Welcome to Hell, Welcome to the Nineties
Every decade you survive looks more embarrassing than the last. The 80s get dismissed with a few jokes about Aqua Net and shoulder pads—easy targets, distant enough to be funny. But the 90s are different, because the 90s are the decade that actually formed people my age. The embarrassment runs deeper there. It has roots.
We were too young to understand what The Prodigy were actually doing. We heard the records and felt something violent and exciting without having any framework for what that meant. Faithless and Daft Punk were operating at a scale we couldn’t process. So we danced our prepubescent asses off to S Club 7 and Alice DeeJay and Vengaboys and felt like participants in something, without being old enough to participate in anything.

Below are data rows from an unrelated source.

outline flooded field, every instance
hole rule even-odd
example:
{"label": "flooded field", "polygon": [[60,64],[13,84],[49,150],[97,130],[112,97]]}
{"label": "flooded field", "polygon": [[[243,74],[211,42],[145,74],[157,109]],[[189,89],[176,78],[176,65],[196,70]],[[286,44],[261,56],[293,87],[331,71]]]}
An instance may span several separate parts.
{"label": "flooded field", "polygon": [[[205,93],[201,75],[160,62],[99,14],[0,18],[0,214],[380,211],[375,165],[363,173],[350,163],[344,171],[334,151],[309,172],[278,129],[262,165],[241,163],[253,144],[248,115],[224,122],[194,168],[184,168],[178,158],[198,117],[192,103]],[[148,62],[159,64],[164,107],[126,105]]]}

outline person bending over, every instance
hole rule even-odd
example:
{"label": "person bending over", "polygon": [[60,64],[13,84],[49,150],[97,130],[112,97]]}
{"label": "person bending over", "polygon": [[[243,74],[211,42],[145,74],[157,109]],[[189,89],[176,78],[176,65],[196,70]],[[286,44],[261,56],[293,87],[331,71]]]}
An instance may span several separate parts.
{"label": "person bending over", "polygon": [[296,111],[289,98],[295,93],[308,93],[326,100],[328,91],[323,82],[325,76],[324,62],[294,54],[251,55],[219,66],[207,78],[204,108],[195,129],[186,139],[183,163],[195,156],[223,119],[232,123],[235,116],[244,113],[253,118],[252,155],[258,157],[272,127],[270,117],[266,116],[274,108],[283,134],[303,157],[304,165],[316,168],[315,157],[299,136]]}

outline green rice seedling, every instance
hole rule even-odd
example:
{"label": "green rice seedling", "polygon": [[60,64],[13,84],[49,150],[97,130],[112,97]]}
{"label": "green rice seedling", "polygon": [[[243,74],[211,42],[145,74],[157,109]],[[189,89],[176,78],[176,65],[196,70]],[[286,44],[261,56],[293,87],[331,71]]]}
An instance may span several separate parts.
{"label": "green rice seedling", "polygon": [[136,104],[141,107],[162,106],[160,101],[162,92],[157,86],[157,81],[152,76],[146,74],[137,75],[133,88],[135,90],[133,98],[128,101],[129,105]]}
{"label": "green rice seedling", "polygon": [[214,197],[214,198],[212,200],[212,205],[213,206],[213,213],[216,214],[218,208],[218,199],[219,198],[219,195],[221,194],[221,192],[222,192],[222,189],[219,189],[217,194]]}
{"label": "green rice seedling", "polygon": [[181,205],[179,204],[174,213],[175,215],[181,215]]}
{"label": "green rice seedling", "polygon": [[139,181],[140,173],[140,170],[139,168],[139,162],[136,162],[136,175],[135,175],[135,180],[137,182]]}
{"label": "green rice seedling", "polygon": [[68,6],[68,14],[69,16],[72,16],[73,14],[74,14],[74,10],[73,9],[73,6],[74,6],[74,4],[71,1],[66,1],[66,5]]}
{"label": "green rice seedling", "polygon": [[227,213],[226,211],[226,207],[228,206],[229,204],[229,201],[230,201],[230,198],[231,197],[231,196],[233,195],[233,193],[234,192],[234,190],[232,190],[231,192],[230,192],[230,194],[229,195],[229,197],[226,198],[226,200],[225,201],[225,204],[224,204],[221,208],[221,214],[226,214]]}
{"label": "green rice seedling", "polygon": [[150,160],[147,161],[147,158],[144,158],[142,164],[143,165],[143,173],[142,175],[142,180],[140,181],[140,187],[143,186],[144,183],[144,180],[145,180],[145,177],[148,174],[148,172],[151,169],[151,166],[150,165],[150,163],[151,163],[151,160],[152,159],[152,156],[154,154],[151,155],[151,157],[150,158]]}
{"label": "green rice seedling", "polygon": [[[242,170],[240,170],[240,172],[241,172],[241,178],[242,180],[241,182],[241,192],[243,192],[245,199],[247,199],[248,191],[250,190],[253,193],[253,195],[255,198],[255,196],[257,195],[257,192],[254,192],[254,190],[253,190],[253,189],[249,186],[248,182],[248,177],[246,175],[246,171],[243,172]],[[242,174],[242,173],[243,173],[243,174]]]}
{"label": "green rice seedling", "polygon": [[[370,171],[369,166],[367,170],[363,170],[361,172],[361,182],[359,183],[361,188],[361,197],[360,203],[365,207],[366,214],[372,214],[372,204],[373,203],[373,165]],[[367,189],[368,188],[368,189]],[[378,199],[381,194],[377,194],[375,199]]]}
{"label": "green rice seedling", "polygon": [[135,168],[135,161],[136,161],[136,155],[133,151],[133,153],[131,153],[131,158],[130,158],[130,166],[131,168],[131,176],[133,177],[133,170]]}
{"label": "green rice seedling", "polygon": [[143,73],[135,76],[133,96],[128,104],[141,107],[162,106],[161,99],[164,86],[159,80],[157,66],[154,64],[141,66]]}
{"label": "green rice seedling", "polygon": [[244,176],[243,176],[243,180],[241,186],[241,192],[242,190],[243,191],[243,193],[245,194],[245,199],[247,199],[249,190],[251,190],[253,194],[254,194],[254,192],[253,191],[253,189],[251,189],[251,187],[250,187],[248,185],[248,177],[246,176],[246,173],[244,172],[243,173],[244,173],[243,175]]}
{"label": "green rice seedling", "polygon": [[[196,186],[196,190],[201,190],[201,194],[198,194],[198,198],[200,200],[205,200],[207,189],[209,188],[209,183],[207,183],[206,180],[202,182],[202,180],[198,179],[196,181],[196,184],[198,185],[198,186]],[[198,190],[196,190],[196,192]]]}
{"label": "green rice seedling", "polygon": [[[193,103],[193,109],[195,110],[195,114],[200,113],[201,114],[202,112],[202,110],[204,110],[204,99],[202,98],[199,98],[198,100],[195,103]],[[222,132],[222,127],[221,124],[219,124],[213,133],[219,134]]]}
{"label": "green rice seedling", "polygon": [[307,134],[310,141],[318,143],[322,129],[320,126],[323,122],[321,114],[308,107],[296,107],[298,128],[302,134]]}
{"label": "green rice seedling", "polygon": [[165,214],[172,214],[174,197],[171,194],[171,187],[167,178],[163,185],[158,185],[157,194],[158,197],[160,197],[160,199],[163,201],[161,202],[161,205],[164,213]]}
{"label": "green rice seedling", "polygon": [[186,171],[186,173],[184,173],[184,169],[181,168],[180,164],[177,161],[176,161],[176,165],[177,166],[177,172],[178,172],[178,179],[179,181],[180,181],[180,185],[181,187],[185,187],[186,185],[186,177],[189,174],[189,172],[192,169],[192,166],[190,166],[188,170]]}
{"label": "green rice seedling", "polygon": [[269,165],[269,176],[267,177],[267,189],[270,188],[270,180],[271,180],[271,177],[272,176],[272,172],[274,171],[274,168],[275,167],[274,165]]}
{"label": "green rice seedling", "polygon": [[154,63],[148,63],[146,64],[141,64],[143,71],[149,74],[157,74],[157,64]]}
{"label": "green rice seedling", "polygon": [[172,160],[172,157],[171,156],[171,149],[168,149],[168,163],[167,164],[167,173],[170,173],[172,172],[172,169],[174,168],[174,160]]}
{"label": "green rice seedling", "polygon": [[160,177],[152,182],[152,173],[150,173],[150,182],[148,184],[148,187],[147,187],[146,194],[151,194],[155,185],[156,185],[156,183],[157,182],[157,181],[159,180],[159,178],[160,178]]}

Meanwhile we were busy pretending to understand Notorious B.I.G. and Dr. Dre and House of Pain—rapping along to words we probably weren’t pronouncing correctly, about a life so far from ours it might as well have been science fiction. This, apparently, is how identity forms: badly, with borrowed attitudes and borrowed slang, wearing the aesthetics of something you don’t understand yet because you haven’t found the aesthetics that belong to you.
The mixtape collects all of it at once. Welcome back. Welcome to the decade that made you. Welcome to hell.